III: See my comment about the discreteness in Part III, which answers this.

IV: No, a normal stinks here. But it is often—very often—used in situations like this. Pick up any psychology or sociology journal to see. Anyway, the particular parameterized distribution doesn’t matter. The normal model *is* easy to work with, but that, as I’m sure you agree, is not a complete reason to us it.

DAV,

Well, I’ll blame it on my sub-par abilities to communicate. I’m trying to show what a model is, how they sometimes are deduced and sometimes subjectively constructed, how simplifications (such as using normals) can give unexpected errors, and finally how to judge a model’s worth.

Doug M, JH,

JH had a good criticism in Part III. Susy’s GPA could be (say) 11/3, which requires an infinite number of digits to express. But no system is capable of expressing these digits. Her report card, for example, will probably read 3.67, which acknowledges our finite knowledge.

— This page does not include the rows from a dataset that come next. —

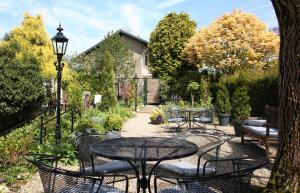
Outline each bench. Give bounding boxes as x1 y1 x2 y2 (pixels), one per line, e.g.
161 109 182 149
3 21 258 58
241 106 278 158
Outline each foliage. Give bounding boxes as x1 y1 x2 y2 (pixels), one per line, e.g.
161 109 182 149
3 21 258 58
216 83 231 113
94 51 117 110
0 36 44 131
109 105 133 120
0 122 37 168
6 13 72 80
67 81 83 108
150 108 165 123
183 10 279 73
198 79 212 108
31 143 76 165
104 114 123 131
220 68 279 116
231 86 251 120
70 33 135 93
148 12 196 77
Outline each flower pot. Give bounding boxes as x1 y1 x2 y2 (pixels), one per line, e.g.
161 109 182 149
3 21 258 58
233 120 243 137
151 120 162 125
219 113 230 126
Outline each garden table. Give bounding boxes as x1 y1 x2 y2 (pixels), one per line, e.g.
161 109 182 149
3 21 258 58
90 137 198 193
178 108 205 129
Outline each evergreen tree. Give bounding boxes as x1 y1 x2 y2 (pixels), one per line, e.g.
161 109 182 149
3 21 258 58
0 35 45 132
92 51 117 110
149 13 196 77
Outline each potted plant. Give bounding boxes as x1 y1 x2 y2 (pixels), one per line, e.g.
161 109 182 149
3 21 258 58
216 83 231 126
231 86 251 136
150 108 165 125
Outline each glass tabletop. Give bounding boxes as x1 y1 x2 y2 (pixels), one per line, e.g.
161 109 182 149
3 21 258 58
90 137 198 161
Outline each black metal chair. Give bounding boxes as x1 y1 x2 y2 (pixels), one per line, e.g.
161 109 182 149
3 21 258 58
164 108 187 131
154 130 227 192
192 109 216 129
179 158 268 193
26 155 129 193
76 133 135 176
156 158 268 193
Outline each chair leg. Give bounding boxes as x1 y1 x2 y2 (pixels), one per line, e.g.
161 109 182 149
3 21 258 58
241 129 245 145
265 140 270 159
154 177 157 193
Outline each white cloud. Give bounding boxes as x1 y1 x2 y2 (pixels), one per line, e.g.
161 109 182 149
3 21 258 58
157 0 185 9
0 1 13 12
121 4 143 34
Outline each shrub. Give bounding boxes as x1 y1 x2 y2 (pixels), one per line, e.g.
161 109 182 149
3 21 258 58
104 113 123 131
231 86 251 120
199 79 212 108
220 69 279 116
67 81 82 108
216 84 231 113
150 108 165 123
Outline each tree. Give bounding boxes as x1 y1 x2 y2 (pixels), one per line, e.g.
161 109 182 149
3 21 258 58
266 0 300 193
148 12 196 77
70 33 135 93
96 32 135 79
92 51 117 110
183 10 279 73
0 35 45 131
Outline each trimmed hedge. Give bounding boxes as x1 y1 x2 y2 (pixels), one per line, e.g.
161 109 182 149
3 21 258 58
220 69 279 116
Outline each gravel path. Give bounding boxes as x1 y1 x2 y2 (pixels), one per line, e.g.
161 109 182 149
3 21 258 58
11 106 275 193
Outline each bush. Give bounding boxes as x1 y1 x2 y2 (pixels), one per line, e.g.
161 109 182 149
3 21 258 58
67 81 82 108
150 108 165 123
231 86 251 120
104 113 123 131
216 84 231 113
220 69 279 117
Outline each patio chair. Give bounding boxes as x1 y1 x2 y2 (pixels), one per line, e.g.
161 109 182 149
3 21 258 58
27 155 129 193
160 158 268 193
154 132 226 192
193 109 216 129
76 133 135 176
165 108 187 131
241 106 279 157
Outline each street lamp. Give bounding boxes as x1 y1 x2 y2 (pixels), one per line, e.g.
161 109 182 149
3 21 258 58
133 74 139 111
51 24 69 144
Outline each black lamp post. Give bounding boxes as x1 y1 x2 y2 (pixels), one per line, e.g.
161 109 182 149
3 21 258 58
133 74 139 111
51 24 69 144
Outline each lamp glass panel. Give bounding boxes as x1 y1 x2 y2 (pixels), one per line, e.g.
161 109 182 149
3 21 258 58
52 40 57 54
56 42 64 54
63 42 68 55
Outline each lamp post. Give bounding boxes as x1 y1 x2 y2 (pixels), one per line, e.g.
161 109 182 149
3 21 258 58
51 24 69 144
133 74 139 111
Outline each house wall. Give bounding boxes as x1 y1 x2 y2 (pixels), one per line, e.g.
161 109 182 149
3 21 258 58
122 35 151 78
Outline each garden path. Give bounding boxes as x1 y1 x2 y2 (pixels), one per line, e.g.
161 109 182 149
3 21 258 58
18 105 274 193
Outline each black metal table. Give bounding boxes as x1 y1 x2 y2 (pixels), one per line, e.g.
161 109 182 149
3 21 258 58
178 108 205 129
90 137 198 193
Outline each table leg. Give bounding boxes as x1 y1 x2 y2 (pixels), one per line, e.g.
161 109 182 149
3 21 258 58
140 161 151 193
127 161 141 193
188 111 192 130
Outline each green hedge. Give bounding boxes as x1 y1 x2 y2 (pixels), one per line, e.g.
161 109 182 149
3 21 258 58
220 69 278 116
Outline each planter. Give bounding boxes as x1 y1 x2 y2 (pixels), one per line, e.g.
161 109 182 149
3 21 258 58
233 117 262 137
233 120 243 137
219 113 230 126
151 120 163 125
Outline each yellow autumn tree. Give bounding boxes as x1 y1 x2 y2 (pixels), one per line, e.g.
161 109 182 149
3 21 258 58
9 13 72 80
182 10 279 73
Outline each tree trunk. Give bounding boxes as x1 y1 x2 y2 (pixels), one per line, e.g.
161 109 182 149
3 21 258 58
266 0 300 193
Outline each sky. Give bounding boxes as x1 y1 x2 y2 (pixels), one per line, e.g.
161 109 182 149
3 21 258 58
0 0 278 54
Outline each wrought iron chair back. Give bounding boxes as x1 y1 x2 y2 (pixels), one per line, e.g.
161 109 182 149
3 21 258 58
179 158 268 193
27 155 128 193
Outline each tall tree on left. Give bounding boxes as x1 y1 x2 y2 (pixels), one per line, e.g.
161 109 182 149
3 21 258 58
0 14 55 131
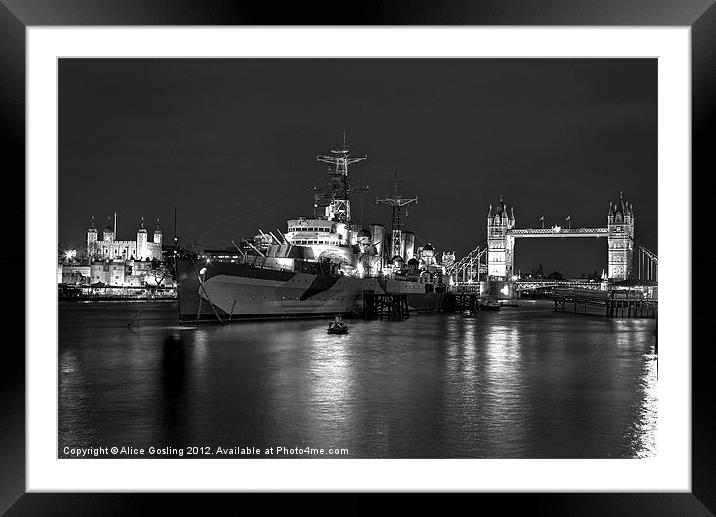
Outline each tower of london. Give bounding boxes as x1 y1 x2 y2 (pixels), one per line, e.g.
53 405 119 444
87 216 162 261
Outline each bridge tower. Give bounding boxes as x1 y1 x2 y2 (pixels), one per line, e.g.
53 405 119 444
487 196 515 280
607 192 634 281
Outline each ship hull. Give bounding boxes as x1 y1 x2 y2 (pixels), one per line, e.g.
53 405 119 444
177 258 442 322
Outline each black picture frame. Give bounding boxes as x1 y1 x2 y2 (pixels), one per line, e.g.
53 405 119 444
0 0 716 515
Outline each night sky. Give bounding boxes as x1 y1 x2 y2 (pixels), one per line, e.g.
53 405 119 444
59 59 658 276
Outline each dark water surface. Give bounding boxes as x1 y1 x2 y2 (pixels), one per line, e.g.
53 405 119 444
58 302 657 458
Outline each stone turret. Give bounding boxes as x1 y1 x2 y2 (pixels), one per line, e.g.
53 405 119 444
607 192 635 281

The thing here is to begin discretely and with finite numbers and only take the limit at the end, if needed to make life easier.

Let me give an example of a bad use of the normal model: In the course of Suzy’s four years in college, she’ll take about 40 courses. If each of these is graded with about 10 levels (A, A-, B+, …, F), then an exact calculation of Suzy’s GPA requires the 40-fold convolution of the 10 level probability mass function. This is hard (at least for hand calculation). But we can use the normal approximation and estimate the convolution easily and accurately. Such a use of the central limit theorem is taught in every text.

But Suzy’s GPA distribution might be way off from those calculated numbers. The normal approximation hides a serious logical flaw in my example.

(Answer: the convolution formula assumes the grades are independent, which is unlikely to be true.)